Deadder, in his first year with the Rattlers, hauled in five touchdowns and led the the team with 91 receiving yards as Arizona defeated the Tampa Bay Storm 69-46.
He made the most of the opportunity presented to him following Markee White’s season-ending injury a week earlier.
“He’s a big guy, a big receiver,” quarterback Nick Davila said of the 6-foot-5 Deadder. It was Davila’s first game back after a toe injury that kept him out for five weeks.
“He makes big-boy catches and he ran a couple guys over, and he’s just trying to improve every week,” Davila said.
Deadder is the most recent man to step up on a Rattlers team which has been riddled by injuries and departures as it seeks a fourth consecutive ArenaBowl championship. White, the man expected to replace end zone threat Tysson Poots after Poots signed with Las Vegas in the offseason, saw his season come to an abrupt end after breaking his back during the June 2 game against Spokane. Deadder was next up.
Deadder took a winding road to the Arizona desert. He starred as a junior for Sacramento State in 2010 before an injury caused him to miss his senior season. He spent a summer with the Tennessee Titans in 2012 and caught 85 passes for 15 scores with the Utah Blaze in 2013. He then joined the New Orleans Voodoo for a 2014 season in which he played just four games.
For the Rattlers’ newest starter, Saturday night in Phoenix was the time of his life.
“It was amazing. I’ve never had five touchdowns in a game and I was just on cloud nine,” Deadder said. “I was so happy, and the team performed amazingly. Nick came out there and just made my job easy and I just did what I did.”

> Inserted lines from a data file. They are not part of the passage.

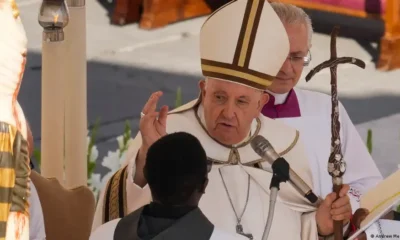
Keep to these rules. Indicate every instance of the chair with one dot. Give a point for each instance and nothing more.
(68, 214)
(157, 13)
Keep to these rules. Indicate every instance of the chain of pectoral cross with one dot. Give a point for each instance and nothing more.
(336, 163)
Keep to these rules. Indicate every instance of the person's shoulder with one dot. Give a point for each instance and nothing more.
(311, 95)
(105, 231)
(314, 101)
(219, 234)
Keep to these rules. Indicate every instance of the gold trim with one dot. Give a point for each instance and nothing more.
(247, 35)
(238, 74)
(113, 209)
(7, 179)
(124, 193)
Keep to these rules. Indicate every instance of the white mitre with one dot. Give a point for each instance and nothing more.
(244, 42)
(13, 49)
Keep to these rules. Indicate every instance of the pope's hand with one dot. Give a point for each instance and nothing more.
(153, 124)
(333, 210)
(358, 217)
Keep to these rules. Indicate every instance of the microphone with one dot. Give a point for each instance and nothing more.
(265, 150)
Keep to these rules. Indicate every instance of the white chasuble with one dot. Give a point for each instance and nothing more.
(314, 126)
(294, 216)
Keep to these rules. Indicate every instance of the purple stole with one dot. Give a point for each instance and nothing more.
(289, 109)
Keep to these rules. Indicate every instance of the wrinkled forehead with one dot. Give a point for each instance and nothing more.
(229, 87)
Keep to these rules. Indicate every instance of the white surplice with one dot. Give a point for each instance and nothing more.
(292, 211)
(314, 126)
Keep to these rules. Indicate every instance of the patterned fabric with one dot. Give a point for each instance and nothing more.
(370, 6)
(14, 181)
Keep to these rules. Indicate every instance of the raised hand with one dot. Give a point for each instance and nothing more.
(153, 124)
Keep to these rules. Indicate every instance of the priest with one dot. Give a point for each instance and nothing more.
(225, 118)
(310, 113)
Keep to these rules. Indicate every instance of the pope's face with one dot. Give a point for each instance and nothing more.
(291, 70)
(229, 109)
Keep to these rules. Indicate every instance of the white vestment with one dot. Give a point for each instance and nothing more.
(106, 232)
(37, 230)
(314, 126)
(292, 210)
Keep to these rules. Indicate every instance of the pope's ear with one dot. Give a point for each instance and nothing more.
(202, 86)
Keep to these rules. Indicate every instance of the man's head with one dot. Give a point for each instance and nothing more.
(176, 170)
(233, 43)
(299, 29)
(230, 108)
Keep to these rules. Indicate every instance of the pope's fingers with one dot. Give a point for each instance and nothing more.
(151, 104)
(162, 118)
(341, 210)
(329, 200)
(148, 120)
(342, 217)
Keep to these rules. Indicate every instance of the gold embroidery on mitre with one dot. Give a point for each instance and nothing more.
(238, 70)
(14, 8)
(249, 28)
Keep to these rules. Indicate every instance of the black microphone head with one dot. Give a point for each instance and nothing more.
(263, 148)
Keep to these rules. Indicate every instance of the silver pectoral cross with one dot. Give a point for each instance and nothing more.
(239, 230)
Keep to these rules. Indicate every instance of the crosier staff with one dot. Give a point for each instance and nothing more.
(336, 163)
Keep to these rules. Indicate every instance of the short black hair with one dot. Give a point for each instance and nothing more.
(176, 166)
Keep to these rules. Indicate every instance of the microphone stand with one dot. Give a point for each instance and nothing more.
(280, 169)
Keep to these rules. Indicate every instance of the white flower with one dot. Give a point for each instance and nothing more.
(112, 161)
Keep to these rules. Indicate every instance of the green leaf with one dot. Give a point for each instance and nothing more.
(369, 141)
(92, 141)
(178, 99)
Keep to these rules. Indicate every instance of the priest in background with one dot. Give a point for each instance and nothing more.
(176, 186)
(310, 113)
(225, 118)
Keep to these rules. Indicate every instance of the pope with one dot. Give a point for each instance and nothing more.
(242, 46)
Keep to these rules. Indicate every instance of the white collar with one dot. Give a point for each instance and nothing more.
(279, 97)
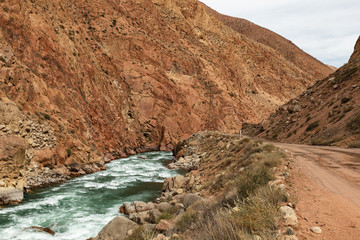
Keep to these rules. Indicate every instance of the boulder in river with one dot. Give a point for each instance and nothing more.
(42, 229)
(116, 229)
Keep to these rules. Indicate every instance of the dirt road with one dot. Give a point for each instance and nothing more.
(327, 185)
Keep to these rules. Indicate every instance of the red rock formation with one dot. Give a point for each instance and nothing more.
(326, 114)
(114, 77)
(285, 47)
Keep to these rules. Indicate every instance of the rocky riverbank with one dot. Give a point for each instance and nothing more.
(235, 188)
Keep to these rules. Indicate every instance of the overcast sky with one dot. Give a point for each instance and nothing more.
(326, 29)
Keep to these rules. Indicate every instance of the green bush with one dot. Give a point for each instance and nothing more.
(252, 179)
(68, 152)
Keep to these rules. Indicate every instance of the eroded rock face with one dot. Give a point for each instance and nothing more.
(90, 78)
(12, 166)
(325, 114)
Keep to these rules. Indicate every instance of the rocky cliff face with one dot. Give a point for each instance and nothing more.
(282, 45)
(326, 114)
(85, 78)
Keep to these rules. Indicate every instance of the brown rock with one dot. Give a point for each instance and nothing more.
(116, 229)
(165, 225)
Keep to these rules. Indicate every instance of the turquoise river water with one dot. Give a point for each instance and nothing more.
(79, 208)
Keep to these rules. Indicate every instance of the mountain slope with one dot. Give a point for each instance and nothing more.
(87, 78)
(326, 114)
(285, 47)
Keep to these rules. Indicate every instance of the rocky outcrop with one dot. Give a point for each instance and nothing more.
(188, 201)
(12, 169)
(282, 45)
(325, 114)
(117, 228)
(90, 81)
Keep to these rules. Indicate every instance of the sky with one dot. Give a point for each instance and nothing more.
(326, 29)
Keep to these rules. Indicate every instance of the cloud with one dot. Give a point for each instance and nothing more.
(326, 29)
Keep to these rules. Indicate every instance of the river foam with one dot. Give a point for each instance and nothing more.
(79, 208)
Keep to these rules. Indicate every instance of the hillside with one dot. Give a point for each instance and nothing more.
(326, 114)
(285, 47)
(84, 79)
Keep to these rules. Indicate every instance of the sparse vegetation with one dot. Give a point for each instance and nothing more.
(69, 152)
(258, 214)
(345, 100)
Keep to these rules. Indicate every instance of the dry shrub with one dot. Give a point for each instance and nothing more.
(258, 214)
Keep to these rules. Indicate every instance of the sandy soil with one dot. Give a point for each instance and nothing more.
(326, 181)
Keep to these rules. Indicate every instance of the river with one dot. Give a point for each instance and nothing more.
(79, 208)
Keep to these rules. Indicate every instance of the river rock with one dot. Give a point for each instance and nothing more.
(289, 216)
(127, 208)
(160, 237)
(42, 229)
(140, 218)
(163, 207)
(141, 206)
(9, 195)
(179, 181)
(116, 229)
(165, 225)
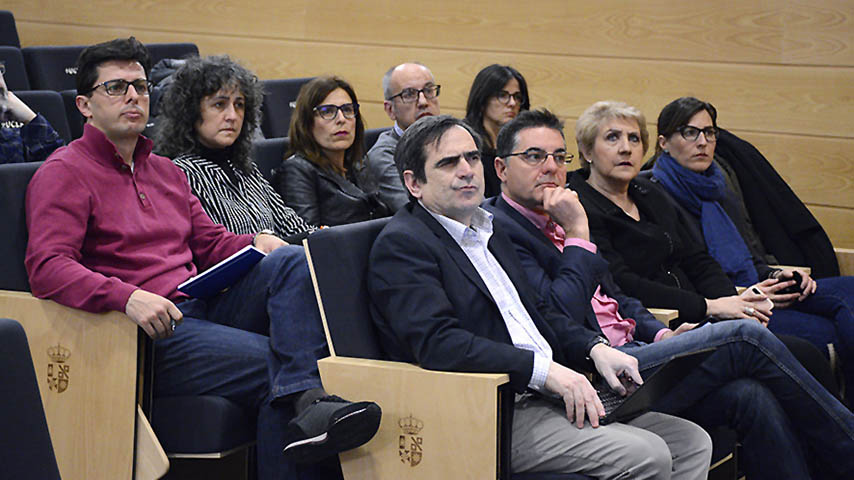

Five touchdowns was the most in a single game for a Rattler since Rod Windsor caught six on April 18 against the Portland Thunder. The five touchdown receptions tied White’s April 4 performance at the Las Vegas Outlaws for second-most all year.
“I’ve been the guy that kind of fills in,” Deadder said of his role prior to this week. “There’s an injury, someone goes down, I try to come in and pick them up. I see it developing a lot more now, now that I’m playing wing and learning from these guys. We have so many talented receivers. It’s just amazing the knowledge they have, and I’m just trying to make my name known here.”
Davila was pleased with the strides Deadder had made to this point.
“He’s a team-first guy,” Davila said. “You know he’s going to put the team before himself, and he’s working his tail off and doing all the things coach Guy is asking him to do both on and off the field to be the best receiver he can be for the Rattlers.”
Always prepared to maximize whatever weapons he’s given, Davila is doing what he can to get on the same page with Deadder.
“(Davila) pulls us out on Sundays after workouts, and we’ll come out on the field and run some routes, and he’ll tell me what he’s looking at,” Deadder said. “We’ll watch film together, and he’ll tell me what he sees in the defense, what I should’ve done, what I did right, what I did wrong. So I’m learning more and more what he’s looking at and what he’s looking for.”